The Vietnamese account was crafted by a group, the Council of Direction for the History of the Southern Resistance. That was the National Front for the Liberation of South Vietnam, the guerrilla movement which formed the mainstay of the war in the southern part of Vietnam from its inception until 1968, and which also played a critical role in the Franco-Vietnamese war of 1945-1954. At the time many Americans and others called the Resistance the Viet Cong. So, what has really been at issue in Vietnam today, is the relative roles of southern Vietnamese versus northern Vietnamese in the war that finally unified Vietnam and ended in 1975. This is important to note in judging the History of the Southern Resistance. Not only was there a danger of self-censorship among participants in drafting the account, the final product had to undergo an approval process prior to publication as a semi-official history.

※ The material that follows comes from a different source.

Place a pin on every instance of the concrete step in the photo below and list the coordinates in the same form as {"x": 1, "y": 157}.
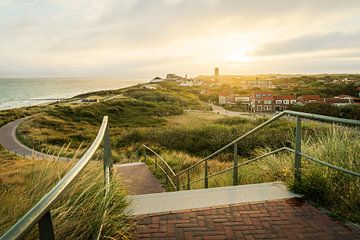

To make things worse, powerful Vietnamese political figures who had championed the project passed away during its elaboration.
The Archive and the Cold War International History Project were approached relatively late in the compilation of the Vietnamese history. Intermediaries spoke to us of opening the archives of the Liberation Front, an exciting prospect for any group dedicated to freedom of information. Representatives of our groups attended a conference in Ho Chi Minh City in 2008 that was built around this history. Unfortunately the goal of opening archives proved elusive. For guerrillas in the bush many things were done without anything being put on paper. No doubt there were records destroyed in the course of the war as well. And for other records the typical reticence of government bureaucracies to the release of real documents applied as well. In the special case of Vietnam there was also the issue of what the documents might say about the relationship between the Liberation Front and the figures in Hanoi who were calling the shots in the war. The net result is that “opening archives” contracted to become helping publicize a “documentation” of the Southern Resistance, and in turn that shrank to whatever survived the South-North vetting process in Hanoi’s approval for publication.
Commentators at our symposium focused on the Southern Resistance history exhibit and the ambivalence that is a natural product of the Vietnamese censorship. The value the Vietnamese documentation might have had has been reduced by its dilution to meet the objections of the powers that be. On the other hand our expert panelists all found valuable material in the newly available Vietnamese history. Read the posting on the symposium at the Cold War Project website to see for yourself. Our disappointment in the result so far is matched by our hope that the Vietnamese will see their way to a more open discussion of this history.